J’ai découvert Sophie Pointurier avec Notre part féroce, un roman surprenant, audacieux et une écriture vive qui m’a accroché dès les premières pages. Je ne savais pas où j’allais, et c’est sûrement ce qui m’a le plus séduit, cette impression de me laisser entraîner dans un récit qui m’échappait sans cesse, qui changeait de peau à mesure que je tournais les pages. J’ai rarement lu un roman qui se transformait ainsi entre le début et sa fin, lentement, mais résolument !

Au départ, tout semble familier, presque banal. Je lis tranquillement, confortablement installé sur mon canapé, et je me dis que je tiens entre mes mains une histoire de famille comme tant d’autres. Mais peu à peu, les choses basculent, se bousculent. Les premiers signes étranges apparaissent, les questionnements autour du paranormal s’invitent, les mythes surgissent, puis les fissurent de la réalité.

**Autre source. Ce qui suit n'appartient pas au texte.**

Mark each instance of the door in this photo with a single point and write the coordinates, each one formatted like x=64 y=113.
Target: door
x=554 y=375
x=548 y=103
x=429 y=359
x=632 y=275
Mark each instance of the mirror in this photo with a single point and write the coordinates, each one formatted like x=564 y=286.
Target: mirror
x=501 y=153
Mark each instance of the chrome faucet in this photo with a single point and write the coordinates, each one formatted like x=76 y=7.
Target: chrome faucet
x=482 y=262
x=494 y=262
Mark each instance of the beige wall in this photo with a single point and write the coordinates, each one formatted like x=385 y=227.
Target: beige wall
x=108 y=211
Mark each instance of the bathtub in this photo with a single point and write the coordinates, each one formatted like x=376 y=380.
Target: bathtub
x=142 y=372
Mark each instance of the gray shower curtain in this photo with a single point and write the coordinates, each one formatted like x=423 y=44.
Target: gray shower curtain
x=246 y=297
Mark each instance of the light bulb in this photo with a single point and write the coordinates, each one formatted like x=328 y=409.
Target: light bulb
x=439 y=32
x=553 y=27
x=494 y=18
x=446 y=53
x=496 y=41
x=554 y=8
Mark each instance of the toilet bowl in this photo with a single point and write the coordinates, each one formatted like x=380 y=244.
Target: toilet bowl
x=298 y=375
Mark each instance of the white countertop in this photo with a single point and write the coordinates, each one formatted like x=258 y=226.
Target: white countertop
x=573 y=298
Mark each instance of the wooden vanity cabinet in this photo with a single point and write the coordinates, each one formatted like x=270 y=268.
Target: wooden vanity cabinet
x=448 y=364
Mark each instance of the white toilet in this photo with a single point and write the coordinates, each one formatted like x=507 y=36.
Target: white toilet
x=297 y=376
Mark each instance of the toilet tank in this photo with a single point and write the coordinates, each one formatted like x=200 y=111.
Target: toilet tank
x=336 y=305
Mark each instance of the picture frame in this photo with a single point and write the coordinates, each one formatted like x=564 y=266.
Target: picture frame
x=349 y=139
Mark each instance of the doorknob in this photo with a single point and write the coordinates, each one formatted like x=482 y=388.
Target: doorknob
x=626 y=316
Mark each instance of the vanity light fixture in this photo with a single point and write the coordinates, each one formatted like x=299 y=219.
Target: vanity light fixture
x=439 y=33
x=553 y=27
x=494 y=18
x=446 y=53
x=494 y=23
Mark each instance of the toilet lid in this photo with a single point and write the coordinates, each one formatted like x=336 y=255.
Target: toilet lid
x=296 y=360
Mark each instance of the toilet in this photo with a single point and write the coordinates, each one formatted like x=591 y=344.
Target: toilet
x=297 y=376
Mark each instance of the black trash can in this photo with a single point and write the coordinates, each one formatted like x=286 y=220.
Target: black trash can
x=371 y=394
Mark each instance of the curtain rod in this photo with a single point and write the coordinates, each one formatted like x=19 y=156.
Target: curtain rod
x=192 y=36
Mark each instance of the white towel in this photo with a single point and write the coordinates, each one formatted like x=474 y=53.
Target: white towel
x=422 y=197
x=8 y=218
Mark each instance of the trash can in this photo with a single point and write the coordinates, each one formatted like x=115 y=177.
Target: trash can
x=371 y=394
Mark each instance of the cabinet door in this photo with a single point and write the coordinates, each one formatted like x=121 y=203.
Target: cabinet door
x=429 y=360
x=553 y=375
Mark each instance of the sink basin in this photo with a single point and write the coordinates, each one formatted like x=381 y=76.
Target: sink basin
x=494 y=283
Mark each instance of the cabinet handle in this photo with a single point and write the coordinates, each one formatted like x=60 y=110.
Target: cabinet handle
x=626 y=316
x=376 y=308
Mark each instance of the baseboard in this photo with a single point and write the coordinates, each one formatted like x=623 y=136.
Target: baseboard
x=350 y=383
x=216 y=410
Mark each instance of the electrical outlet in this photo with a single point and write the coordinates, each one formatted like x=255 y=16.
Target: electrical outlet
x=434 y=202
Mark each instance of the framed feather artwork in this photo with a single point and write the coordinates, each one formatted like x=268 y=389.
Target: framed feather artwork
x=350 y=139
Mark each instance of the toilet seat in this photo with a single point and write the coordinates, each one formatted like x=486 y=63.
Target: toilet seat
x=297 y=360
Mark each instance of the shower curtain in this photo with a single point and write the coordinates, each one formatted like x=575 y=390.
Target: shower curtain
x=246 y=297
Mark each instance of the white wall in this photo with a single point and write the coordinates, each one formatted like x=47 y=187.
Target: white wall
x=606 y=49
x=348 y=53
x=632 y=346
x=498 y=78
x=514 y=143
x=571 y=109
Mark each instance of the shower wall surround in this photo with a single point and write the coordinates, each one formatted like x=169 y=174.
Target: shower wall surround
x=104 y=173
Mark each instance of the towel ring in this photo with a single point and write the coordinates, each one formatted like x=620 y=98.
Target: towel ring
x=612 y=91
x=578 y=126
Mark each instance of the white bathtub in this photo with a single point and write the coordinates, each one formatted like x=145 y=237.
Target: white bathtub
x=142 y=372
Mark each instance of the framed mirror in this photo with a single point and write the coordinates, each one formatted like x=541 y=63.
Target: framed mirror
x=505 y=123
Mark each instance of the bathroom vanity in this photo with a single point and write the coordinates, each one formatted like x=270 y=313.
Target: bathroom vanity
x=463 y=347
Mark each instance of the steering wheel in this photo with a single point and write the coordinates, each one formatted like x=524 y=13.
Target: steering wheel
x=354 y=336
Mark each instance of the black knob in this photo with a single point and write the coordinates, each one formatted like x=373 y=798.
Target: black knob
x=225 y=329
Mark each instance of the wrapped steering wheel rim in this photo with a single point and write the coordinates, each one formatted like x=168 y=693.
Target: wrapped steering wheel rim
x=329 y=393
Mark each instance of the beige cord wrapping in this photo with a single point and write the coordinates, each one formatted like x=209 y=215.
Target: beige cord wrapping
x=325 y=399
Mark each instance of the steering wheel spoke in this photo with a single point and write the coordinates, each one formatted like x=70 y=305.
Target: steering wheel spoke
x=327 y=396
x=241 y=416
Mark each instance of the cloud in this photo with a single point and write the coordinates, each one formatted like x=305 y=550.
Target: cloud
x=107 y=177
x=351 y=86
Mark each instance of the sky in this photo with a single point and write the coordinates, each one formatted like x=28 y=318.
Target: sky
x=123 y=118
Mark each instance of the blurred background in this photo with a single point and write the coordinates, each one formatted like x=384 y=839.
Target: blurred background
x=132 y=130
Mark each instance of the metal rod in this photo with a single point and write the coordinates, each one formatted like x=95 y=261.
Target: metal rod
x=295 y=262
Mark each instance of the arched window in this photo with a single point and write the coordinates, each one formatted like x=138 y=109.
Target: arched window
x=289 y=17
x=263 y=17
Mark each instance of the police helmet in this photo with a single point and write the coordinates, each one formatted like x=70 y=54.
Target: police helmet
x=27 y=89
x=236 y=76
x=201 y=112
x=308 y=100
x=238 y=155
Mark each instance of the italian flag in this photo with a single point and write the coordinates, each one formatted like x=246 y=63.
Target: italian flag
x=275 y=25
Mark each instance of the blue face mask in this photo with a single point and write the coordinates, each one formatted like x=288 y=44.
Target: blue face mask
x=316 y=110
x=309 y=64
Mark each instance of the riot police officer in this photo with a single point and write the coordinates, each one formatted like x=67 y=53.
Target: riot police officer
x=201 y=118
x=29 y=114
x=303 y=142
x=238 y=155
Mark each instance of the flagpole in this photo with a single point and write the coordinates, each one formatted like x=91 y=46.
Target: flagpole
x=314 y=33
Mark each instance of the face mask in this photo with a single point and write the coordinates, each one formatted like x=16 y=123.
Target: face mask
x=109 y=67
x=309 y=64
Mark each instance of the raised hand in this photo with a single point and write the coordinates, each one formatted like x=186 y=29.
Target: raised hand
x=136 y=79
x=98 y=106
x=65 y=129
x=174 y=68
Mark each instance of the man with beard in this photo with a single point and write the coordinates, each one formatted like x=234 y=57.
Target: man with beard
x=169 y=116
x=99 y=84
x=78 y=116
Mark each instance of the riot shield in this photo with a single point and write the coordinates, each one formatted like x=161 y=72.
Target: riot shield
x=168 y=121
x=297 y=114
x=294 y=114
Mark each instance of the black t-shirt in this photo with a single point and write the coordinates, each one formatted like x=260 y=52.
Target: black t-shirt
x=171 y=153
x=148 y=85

J’ai senti l’ambiance se charger, mon confort s’évaporer, et j’ai adoré ça.

Le roman se déploie alors dans une dimension à la frontière du réel et du fantastique, assumant une normalité déroutante où les loups-garous et les dames blanches semblent avoir droit de cité.
Trois femmes, trois générations, trois forces de caractère qui s’entrechoquent, Anne, journaliste, sa mère Scarlett, abîmée par la vie, et Rose, sa fille, témoin d’un monde qui lui échappe encore. Leurs personnalités fortes, parfois borderline, se heurtent, s’entremêlent, et rendent ce récit aussi intime que troublant. Elle seront rejoint par une voisine de Scarlett, une femme alcoolique devenue son amie, qui aura aussi son importance.
Sophie assume son histoire à la limite du fantastique avec beaucoup d’aisance, avec une normalité assumée même, elle nous livre non pas une aventure féminine, mais trois qui s’entrechoquent avec leurs trois personnalités puissante et borderline, trois générations bien distinctes.

Ce que j’ai trouvé fascinant, c’est la manière dont Sophie s’appuie sur les mythes pour raconter la famille, ses fractures, ses silences, ses blessures invisibles. J’ai aimé ce double niveau de lecture, une histoire de femmes, mais aussi un miroir tendu à nos ombres, à ce que nous portons de sauvage et d’incontrôlable. À travers Anne, écartée de son travail après un article polémique sur les loups, j’ai suivi leur voyage à Palavas-les-Flots, censé être une parenthèse, mais qui vire à l’inattendu et se transformera en quête identitaire, en confrontation avec l’Histoire familiale, voire même une plongée dans l’inexpliqué.

Notre part féroce est un roman qui m’a happé par ses mystères et ses résonances, mais pas que. C’est une lecture originale et envoûtante, où la petite histoire se mêle à la grande, et où chaque page semble nous rappeler que nos mythes intimes, eux aussi, ont toujours faim.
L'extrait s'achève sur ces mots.